Partial response plots reveal remarkable consistencies in the factors associated with the relative likelihood of PA occurrence both on land and at sea (Fig. 4, Supplementary Fig. 6). Indeed, the relative likelihood of having protection coverage (whatever the IUCN category) in a given area is positively linked to the level of HDI and the number of NGOs, but negatively to the number of conflicts, the distance to the coast, the dependency on natural resources, human footprint and annual temperature. The positive link with HDI was already demonstrated in coastal areas²⁰ but also holds for terrestrial areas. Yet, this relationship is non-linear, with a positive contribution of HDI on the relative PA occurrence only apparent above a minimum threshold of 0.7, corresponding to the developed countries⁴³. It suggests that, given the small increase in HDI for the poorest countries in recent decades⁴⁴, development alone cannot offer a short-term solution to increase PA coverage. In contrast, for medium-HDI countries, we can expect a rapid rise in protection coverage even for a small increase in HDI, especially at sea. This projection is only valid under a space-for-time assumption since our models do not include any temporal trend but only spatial information. Still, these results echo the call to engage developing countries in strategies skipping the intermediate stage of overexploitation during the growing phase to rapidly reach the developed state (HDI > 0.7) when the Living Planet Index, reflecting the state of vertebrate species, begins to recover with development⁴³. Below this threshold of 0.7, any increase in HDI may be detrimental to biodiversity since it may increase the overexploitation of natural resources⁴³.

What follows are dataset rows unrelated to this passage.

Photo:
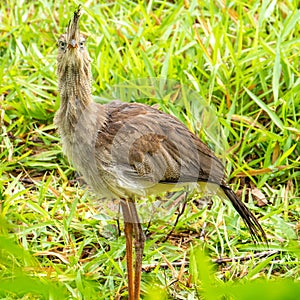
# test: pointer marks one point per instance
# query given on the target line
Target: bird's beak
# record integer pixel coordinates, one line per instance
(73, 44)
(73, 32)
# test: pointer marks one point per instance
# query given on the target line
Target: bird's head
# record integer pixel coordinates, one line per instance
(73, 57)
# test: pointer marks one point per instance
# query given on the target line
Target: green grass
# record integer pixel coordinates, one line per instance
(242, 59)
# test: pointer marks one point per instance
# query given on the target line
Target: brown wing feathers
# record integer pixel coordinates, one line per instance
(161, 143)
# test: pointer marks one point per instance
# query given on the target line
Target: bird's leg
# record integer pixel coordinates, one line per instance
(132, 224)
(128, 229)
(139, 250)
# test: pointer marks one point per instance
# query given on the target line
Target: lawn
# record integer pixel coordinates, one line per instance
(237, 67)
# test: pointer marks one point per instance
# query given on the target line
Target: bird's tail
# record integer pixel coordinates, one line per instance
(249, 219)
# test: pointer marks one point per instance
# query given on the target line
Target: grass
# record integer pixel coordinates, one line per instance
(242, 61)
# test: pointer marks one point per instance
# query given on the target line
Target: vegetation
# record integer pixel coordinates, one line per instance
(242, 59)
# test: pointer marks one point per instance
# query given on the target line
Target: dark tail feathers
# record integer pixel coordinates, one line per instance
(249, 219)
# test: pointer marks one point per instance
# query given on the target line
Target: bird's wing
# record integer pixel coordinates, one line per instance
(147, 146)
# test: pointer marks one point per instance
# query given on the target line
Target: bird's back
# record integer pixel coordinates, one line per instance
(137, 149)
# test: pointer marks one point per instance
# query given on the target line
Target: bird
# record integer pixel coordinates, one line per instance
(125, 150)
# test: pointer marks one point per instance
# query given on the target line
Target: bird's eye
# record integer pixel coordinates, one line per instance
(62, 45)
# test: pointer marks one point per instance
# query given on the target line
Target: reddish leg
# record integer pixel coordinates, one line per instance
(128, 228)
(133, 225)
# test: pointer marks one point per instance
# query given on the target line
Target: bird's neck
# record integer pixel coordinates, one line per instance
(75, 95)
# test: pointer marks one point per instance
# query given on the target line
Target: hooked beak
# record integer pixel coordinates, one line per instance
(72, 44)
(73, 32)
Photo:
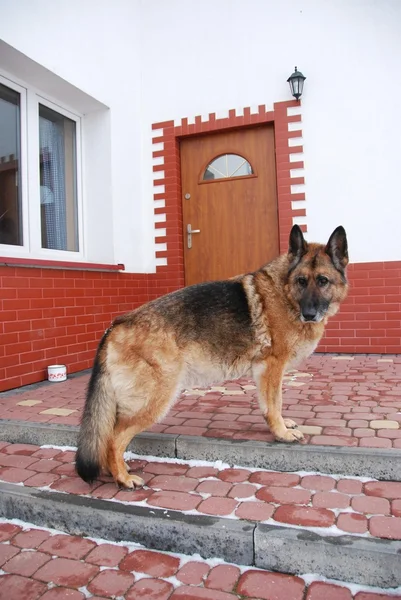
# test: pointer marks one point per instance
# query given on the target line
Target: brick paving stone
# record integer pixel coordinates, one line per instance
(193, 572)
(17, 587)
(173, 483)
(352, 523)
(364, 432)
(23, 449)
(8, 530)
(45, 465)
(66, 456)
(174, 500)
(385, 527)
(214, 487)
(16, 460)
(65, 469)
(331, 500)
(150, 589)
(223, 578)
(165, 469)
(15, 475)
(375, 442)
(391, 434)
(396, 508)
(384, 489)
(255, 511)
(106, 555)
(242, 490)
(304, 516)
(110, 583)
(150, 562)
(74, 485)
(195, 593)
(382, 424)
(105, 491)
(41, 480)
(326, 591)
(63, 571)
(333, 440)
(374, 596)
(276, 479)
(358, 424)
(337, 431)
(234, 475)
(7, 552)
(30, 538)
(67, 546)
(318, 483)
(224, 434)
(26, 563)
(217, 506)
(349, 486)
(202, 472)
(46, 453)
(371, 505)
(270, 586)
(282, 495)
(182, 430)
(62, 593)
(131, 495)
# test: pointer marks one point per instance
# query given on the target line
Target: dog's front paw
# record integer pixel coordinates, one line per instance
(291, 435)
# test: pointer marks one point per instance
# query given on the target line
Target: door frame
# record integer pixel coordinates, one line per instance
(167, 194)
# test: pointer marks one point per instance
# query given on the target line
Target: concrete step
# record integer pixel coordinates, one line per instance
(379, 463)
(50, 565)
(343, 528)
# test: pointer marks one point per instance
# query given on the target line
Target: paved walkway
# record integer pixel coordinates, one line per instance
(336, 400)
(48, 565)
(333, 504)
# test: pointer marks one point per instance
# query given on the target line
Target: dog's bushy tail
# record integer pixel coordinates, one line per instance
(97, 424)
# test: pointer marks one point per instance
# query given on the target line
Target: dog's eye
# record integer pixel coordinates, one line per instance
(322, 281)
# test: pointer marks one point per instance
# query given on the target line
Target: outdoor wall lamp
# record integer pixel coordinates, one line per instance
(296, 81)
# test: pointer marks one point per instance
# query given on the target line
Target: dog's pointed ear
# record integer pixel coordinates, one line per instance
(298, 246)
(337, 248)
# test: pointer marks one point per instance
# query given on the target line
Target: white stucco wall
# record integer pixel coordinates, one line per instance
(156, 60)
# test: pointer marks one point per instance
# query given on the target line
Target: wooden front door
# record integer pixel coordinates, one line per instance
(229, 198)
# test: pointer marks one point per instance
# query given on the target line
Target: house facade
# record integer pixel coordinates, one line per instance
(149, 144)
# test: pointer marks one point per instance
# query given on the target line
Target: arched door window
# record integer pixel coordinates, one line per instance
(226, 166)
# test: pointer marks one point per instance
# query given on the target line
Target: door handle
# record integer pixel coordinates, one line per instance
(190, 231)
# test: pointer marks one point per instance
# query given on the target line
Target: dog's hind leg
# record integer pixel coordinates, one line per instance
(128, 426)
(124, 431)
(269, 376)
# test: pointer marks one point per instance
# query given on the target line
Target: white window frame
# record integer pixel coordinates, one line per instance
(30, 99)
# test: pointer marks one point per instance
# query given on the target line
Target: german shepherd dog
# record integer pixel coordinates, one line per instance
(257, 325)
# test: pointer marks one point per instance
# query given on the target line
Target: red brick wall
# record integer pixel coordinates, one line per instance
(50, 315)
(57, 316)
(370, 319)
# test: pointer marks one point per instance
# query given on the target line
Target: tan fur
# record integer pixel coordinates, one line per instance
(147, 358)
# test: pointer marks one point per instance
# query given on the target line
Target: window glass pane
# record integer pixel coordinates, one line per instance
(58, 181)
(227, 165)
(10, 165)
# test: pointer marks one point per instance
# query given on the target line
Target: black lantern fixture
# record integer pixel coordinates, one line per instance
(296, 81)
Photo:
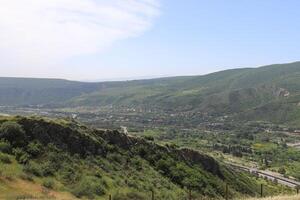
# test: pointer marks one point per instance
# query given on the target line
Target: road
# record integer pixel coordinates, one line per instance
(295, 145)
(269, 175)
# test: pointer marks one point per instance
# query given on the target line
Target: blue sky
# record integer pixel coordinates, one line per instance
(160, 38)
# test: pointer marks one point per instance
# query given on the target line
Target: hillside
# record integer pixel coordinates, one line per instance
(268, 93)
(65, 158)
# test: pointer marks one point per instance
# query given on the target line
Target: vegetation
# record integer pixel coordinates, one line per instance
(65, 156)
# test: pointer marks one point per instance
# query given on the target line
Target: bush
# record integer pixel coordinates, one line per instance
(50, 184)
(34, 148)
(5, 147)
(89, 187)
(5, 158)
(27, 177)
(33, 168)
(148, 137)
(13, 133)
(21, 156)
(130, 196)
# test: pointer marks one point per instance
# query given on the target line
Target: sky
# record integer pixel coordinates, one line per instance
(125, 39)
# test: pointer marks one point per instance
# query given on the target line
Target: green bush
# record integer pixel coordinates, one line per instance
(27, 177)
(5, 158)
(130, 196)
(89, 187)
(13, 133)
(34, 148)
(5, 147)
(21, 156)
(50, 184)
(33, 168)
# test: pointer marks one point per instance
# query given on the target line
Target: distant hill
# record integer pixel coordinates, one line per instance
(267, 93)
(65, 159)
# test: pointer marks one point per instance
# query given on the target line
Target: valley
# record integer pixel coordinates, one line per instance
(245, 123)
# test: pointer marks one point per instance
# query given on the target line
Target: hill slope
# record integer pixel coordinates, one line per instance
(67, 158)
(265, 93)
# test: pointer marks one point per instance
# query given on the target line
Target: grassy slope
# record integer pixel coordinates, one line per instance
(92, 163)
(279, 198)
(252, 93)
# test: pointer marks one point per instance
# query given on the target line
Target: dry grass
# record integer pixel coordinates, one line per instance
(17, 188)
(297, 197)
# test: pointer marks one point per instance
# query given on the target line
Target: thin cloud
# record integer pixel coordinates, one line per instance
(37, 31)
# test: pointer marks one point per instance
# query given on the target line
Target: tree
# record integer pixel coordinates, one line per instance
(281, 170)
(13, 133)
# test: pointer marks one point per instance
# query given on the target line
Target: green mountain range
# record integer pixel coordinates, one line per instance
(60, 159)
(270, 93)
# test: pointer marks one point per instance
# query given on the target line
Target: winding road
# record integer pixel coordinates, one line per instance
(269, 175)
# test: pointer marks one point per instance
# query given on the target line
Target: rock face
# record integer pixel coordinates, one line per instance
(190, 156)
(207, 162)
(281, 92)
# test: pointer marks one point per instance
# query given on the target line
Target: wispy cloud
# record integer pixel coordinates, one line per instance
(36, 31)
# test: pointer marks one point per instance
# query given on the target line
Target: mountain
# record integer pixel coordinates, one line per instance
(57, 158)
(267, 93)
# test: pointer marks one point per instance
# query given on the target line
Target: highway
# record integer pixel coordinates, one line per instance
(269, 175)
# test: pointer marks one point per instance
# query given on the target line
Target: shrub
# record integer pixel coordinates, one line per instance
(89, 187)
(5, 147)
(21, 156)
(27, 177)
(13, 133)
(50, 184)
(33, 168)
(148, 137)
(130, 196)
(34, 148)
(5, 158)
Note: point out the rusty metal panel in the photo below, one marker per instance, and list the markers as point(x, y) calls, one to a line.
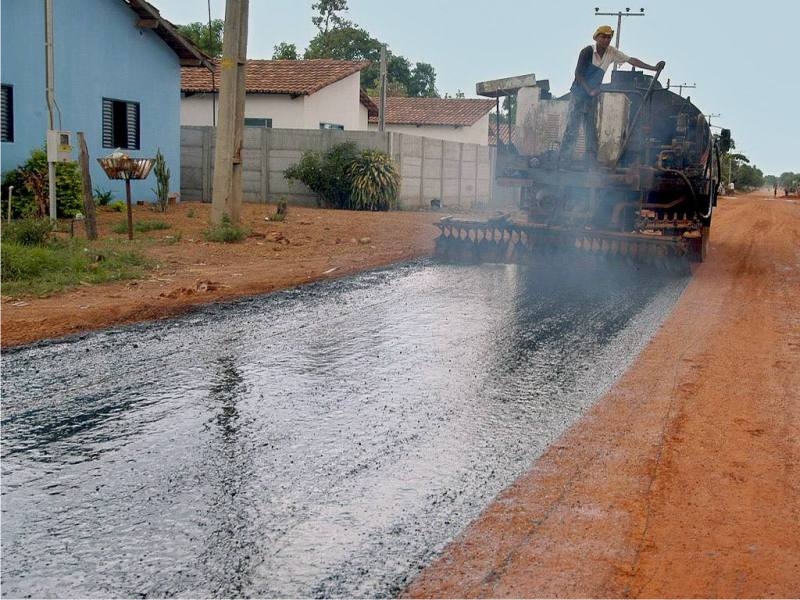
point(612, 120)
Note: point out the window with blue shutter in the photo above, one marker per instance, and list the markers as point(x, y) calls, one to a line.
point(7, 114)
point(120, 124)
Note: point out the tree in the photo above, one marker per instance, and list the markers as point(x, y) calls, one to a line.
point(423, 81)
point(328, 18)
point(284, 51)
point(341, 39)
point(208, 39)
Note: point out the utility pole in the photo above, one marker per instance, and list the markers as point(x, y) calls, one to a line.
point(619, 15)
point(51, 99)
point(226, 196)
point(382, 100)
point(711, 116)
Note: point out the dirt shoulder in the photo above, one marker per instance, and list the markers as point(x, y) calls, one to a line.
point(311, 244)
point(684, 480)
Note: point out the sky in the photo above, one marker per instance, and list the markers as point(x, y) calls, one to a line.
point(742, 56)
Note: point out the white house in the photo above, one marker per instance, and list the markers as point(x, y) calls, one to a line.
point(452, 119)
point(287, 94)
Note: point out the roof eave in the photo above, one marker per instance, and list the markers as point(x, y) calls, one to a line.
point(149, 17)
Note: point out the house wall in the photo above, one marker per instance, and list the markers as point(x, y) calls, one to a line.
point(458, 174)
point(285, 111)
point(478, 133)
point(337, 103)
point(99, 52)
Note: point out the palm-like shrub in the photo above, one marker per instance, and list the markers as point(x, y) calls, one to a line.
point(375, 181)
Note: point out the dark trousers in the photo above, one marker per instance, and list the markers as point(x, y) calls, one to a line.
point(582, 109)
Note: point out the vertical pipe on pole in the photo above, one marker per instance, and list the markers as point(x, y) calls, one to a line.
point(130, 210)
point(382, 102)
point(50, 92)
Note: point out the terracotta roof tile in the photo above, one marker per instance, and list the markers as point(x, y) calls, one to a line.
point(434, 111)
point(297, 77)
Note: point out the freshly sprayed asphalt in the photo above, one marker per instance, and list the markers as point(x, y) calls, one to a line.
point(325, 441)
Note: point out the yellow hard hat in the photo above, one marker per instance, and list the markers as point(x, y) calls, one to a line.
point(603, 29)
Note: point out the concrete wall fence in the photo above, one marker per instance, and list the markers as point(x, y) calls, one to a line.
point(458, 174)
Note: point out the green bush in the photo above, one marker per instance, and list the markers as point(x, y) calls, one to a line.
point(28, 232)
point(327, 174)
point(226, 232)
point(103, 197)
point(140, 226)
point(31, 188)
point(376, 182)
point(59, 265)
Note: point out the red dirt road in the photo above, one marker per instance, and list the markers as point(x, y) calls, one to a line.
point(684, 480)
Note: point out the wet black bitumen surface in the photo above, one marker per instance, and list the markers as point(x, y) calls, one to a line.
point(325, 441)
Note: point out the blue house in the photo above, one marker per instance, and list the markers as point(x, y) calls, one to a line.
point(117, 79)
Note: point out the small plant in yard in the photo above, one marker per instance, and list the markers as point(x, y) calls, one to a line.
point(140, 226)
point(57, 265)
point(103, 197)
point(376, 182)
point(175, 238)
point(280, 211)
point(226, 232)
point(31, 187)
point(327, 174)
point(27, 232)
point(161, 190)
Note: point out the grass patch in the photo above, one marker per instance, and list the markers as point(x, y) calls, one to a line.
point(140, 226)
point(226, 232)
point(59, 265)
point(27, 232)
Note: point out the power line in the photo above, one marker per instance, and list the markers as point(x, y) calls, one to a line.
point(619, 15)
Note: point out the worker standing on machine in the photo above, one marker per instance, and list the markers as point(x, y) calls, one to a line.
point(592, 64)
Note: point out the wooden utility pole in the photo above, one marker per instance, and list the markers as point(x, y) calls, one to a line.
point(51, 102)
point(226, 195)
point(88, 200)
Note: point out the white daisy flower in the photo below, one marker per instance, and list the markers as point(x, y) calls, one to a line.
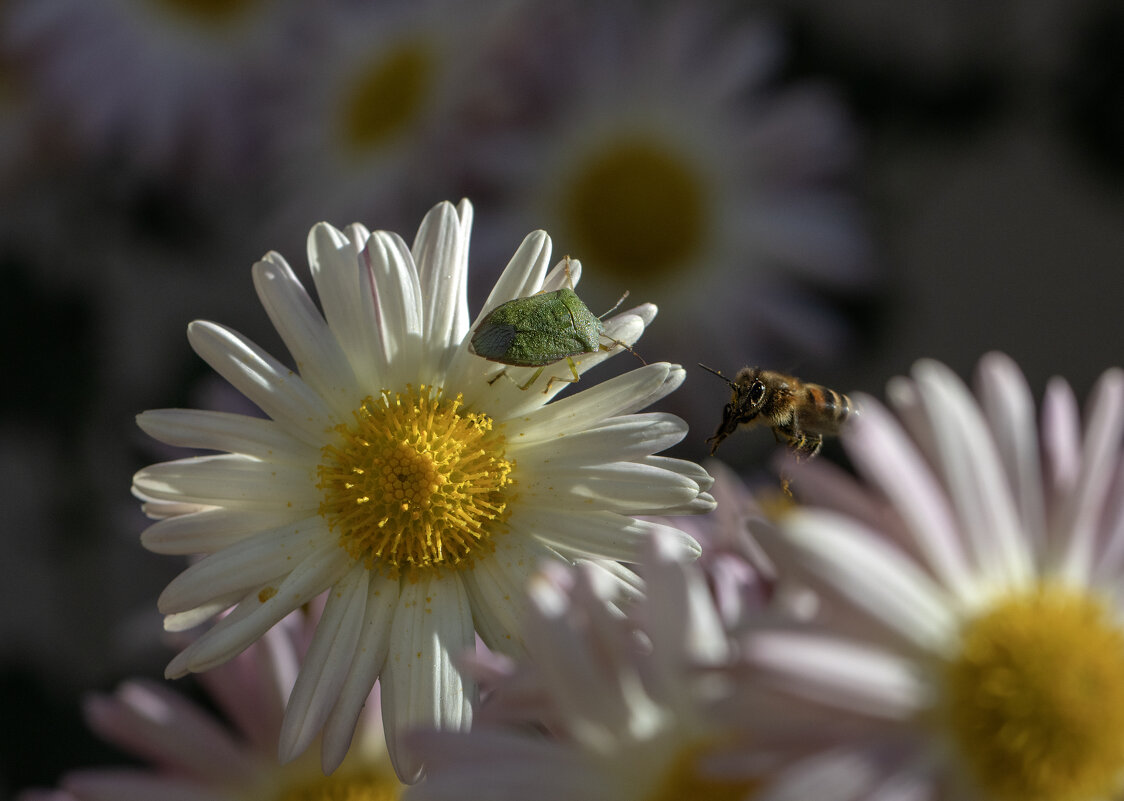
point(153, 80)
point(668, 161)
point(979, 647)
point(400, 472)
point(631, 716)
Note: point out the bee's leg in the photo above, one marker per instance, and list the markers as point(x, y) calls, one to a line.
point(805, 445)
point(573, 369)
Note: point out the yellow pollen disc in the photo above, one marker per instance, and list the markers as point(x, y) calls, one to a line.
point(636, 207)
point(387, 98)
point(357, 786)
point(1035, 698)
point(415, 482)
point(682, 781)
point(210, 12)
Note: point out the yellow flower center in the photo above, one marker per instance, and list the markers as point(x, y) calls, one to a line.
point(356, 786)
point(1035, 698)
point(415, 483)
point(208, 12)
point(636, 207)
point(682, 781)
point(386, 99)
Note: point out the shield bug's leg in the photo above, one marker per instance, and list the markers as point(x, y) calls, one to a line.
point(573, 369)
point(533, 378)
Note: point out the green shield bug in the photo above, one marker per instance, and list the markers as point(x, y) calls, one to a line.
point(538, 330)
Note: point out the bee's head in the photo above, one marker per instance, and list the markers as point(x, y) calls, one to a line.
point(749, 396)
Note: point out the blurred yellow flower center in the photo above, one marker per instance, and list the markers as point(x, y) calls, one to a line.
point(682, 781)
point(386, 99)
point(359, 786)
point(207, 11)
point(1035, 700)
point(636, 207)
point(415, 483)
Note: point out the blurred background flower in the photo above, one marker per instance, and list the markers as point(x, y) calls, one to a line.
point(224, 746)
point(147, 158)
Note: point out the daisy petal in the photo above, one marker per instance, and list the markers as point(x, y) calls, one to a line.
point(260, 611)
point(589, 407)
point(616, 438)
point(275, 389)
point(217, 430)
point(230, 480)
point(246, 564)
point(441, 252)
point(311, 344)
point(373, 644)
point(420, 684)
point(844, 674)
point(347, 300)
point(497, 586)
point(326, 664)
point(872, 574)
point(208, 530)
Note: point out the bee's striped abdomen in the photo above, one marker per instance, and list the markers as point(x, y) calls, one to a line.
point(824, 410)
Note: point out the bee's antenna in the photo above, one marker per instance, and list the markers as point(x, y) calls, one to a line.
point(712, 370)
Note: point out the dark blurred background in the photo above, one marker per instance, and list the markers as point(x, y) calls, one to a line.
point(832, 189)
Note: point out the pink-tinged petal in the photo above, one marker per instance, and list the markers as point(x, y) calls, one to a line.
point(871, 574)
point(1061, 443)
point(153, 722)
point(347, 298)
point(137, 785)
point(511, 766)
point(837, 774)
point(1006, 399)
point(441, 252)
point(273, 388)
point(420, 683)
point(208, 530)
point(840, 673)
point(1111, 564)
point(887, 458)
point(251, 563)
point(319, 358)
point(260, 611)
point(218, 430)
point(326, 664)
point(1100, 449)
point(391, 280)
point(371, 655)
point(251, 689)
point(972, 473)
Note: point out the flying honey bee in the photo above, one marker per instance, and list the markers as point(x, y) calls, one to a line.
point(798, 411)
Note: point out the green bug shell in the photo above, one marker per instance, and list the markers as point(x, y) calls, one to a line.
point(537, 330)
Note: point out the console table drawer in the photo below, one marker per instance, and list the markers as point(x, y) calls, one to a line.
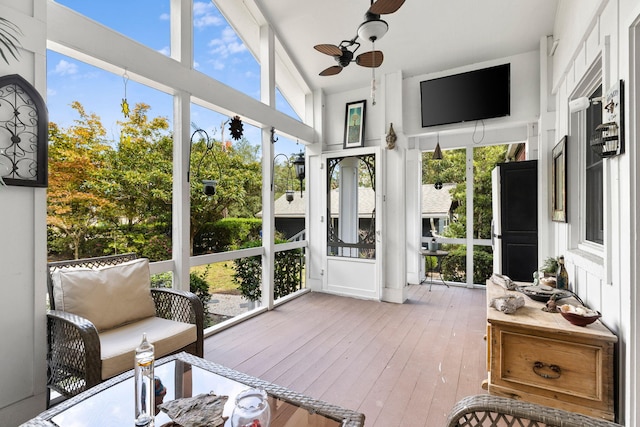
point(539, 357)
point(549, 366)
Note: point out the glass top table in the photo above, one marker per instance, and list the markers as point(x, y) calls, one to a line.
point(111, 403)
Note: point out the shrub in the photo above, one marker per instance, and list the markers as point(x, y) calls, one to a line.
point(287, 273)
point(454, 266)
point(227, 234)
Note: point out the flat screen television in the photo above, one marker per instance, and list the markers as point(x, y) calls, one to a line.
point(474, 95)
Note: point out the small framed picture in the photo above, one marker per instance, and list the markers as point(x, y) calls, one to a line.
point(559, 180)
point(354, 124)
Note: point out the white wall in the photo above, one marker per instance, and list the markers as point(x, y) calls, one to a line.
point(23, 248)
point(596, 33)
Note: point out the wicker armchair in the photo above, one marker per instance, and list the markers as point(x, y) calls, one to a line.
point(74, 361)
point(492, 411)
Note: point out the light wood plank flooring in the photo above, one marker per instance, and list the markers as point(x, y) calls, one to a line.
point(399, 364)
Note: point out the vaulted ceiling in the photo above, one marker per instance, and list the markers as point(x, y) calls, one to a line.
point(424, 36)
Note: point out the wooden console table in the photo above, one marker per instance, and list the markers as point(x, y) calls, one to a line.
point(540, 357)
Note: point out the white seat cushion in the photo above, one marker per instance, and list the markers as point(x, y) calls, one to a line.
point(108, 296)
point(117, 346)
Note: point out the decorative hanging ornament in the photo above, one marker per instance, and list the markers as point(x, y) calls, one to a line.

We used modelled partial relationships between the relative likelihood of protected area presence on land (dark and light orange lines) and sea (dark and light blue lines) and the most important factors detected by the random forest models (a–i), while controlling for the other factors, e.g., kept constant at their means. The plain lines are for all IUCN PA categories, while the dashed lines are for the most restrictive IUCN I PA category only. Other factors are presented in Supplementary Fig. 6. Source data and codes are provided at https://doi.org/10.5281/zenodo.11183846.

Full size image

We show that beyond countries’ HDI, the socioeconomic context is a key precondition of PA establishment, with the presence of conflicts and high human footprint both acting as potential barriers to achieving conservation targets. This socioeconomic context is not only relevant at the country level to explain PA establishment, as shown by other studies³³, but also at the local scale (10 km resolution) with accessibility being the most important factor in models predicting the relative likelihood of marine PA occurrence (Fig. 3b, d). By contrast, the link with the number of NGOs is positive for both land and sea, suggesting a potential lever to PA establishment, owing to enhanced financial and management capacity¹⁵, with a marked threshold of 50 NGOs at the country scale for boosting marine PA establishment. However, NGOs may also be attracted to areas with a high-density of PAs to facilitate fundraising and help reach positive outcomes, so we rather highlight correlation instead of causation here.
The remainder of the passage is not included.